Midnight Club II perpetuates the notion that young people like to take to the streets to illegally race each other in souped-up motor cars. Forget the fact that most of these young ’uns don’t even look like they could afford their next meal, let alone a customised roadster, and you’ll be in for an entertaining arcade-style ride.
The PC version of this game has been lazily ported from the console. Nothing has been added to utilise the superior power of current systems and the developers haven’t even thought of including scalable graphics for those with older machines. If you can’t meet the minimum system requirements, don’t even think of buying Midnight Club II.
You’re up against experienced street racers. They’re dressed in baggy trousers and baseball caps, have evil-looking tattoos and wear preposterous amounts of gold jewellery. They speak the language of the street, referring to each other as ‘homey’ and ‘bro’.

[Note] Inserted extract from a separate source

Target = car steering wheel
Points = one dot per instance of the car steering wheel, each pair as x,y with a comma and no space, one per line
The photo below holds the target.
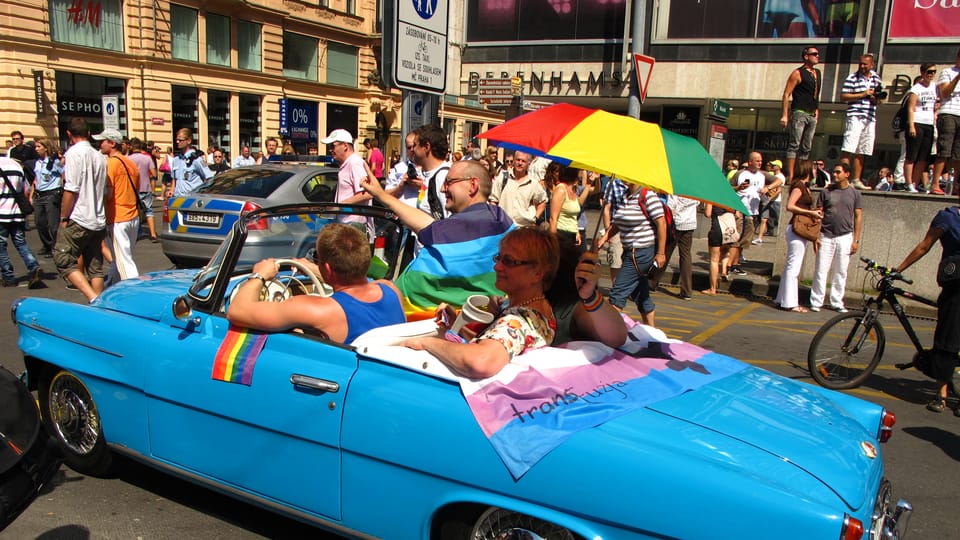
276,291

Fortunately, they are wise in the ways of driving and it won’t be long before you seek other ‘bling bling’ drivers for different challenges on the roads. This is done by flashing fellow racers with your headlights. Your macho challenges are never turned down because all forms of life in Midnight Club II have the intellectual capacity of a single-cell amoeba. Fortunately, this makes for some great racing.

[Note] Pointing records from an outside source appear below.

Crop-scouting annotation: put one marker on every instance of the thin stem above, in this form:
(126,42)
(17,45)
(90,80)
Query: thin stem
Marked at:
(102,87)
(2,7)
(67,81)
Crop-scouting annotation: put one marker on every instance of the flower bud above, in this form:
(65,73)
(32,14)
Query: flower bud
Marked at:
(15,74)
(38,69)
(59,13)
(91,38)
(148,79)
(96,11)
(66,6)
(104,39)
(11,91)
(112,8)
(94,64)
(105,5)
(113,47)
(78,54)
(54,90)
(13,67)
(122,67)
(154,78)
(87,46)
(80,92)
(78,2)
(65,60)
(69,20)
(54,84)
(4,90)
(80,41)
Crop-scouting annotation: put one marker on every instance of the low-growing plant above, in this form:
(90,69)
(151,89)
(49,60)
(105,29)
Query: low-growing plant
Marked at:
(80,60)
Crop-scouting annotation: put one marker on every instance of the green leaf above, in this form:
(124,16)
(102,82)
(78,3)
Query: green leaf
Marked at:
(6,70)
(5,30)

To start, your vehicle is roughly equivalent to a Ford Capri with go-faster stripes — you’re going to have to drive out of your skin to win any races. As you beat the other drivers you win their respect, although during the race you’ll hear them threatening and abusing you over the CB radio.
The Los Angeles cityscapes are absolutely vast and attention to detail in the backgrounds is particularly impressive given that, in effect, this is only a PlayStation 2 game. The handling of the vehicles is also incredible. Although it differs slightly from car to car, you’ll find yourself sticking to the road even round the tightest turns at well over 160km/h.
Not that this makes for an easy game — you’ll have to squeeze through the narrowest gaps at breakneck speeds. Keep crashing and you won’t win the races, something you have to do to progress. There’s no such thing as second best in this game. This is where Midnight Club II gets difficult — you’ll find yourself repeating the same course until you get used to the layout.
Even then you’ll notice that, regardless of how well you’re doing, the other racers pretty much stick with you all the time, making it virtually impossible to get a good distance between you and the pack. On the good side, this makes the overall driving experience much more enjoyably frantic.
Another bonus for this PC conversion is multiplayer support — it automatically finds other players for you to race against online when you select the Internet option. With several race modes, this is where Midnight Club II comes into its own. Fast and furious, this is a guilty pleasure for those of you who normally prefer dry Formula One racing sims.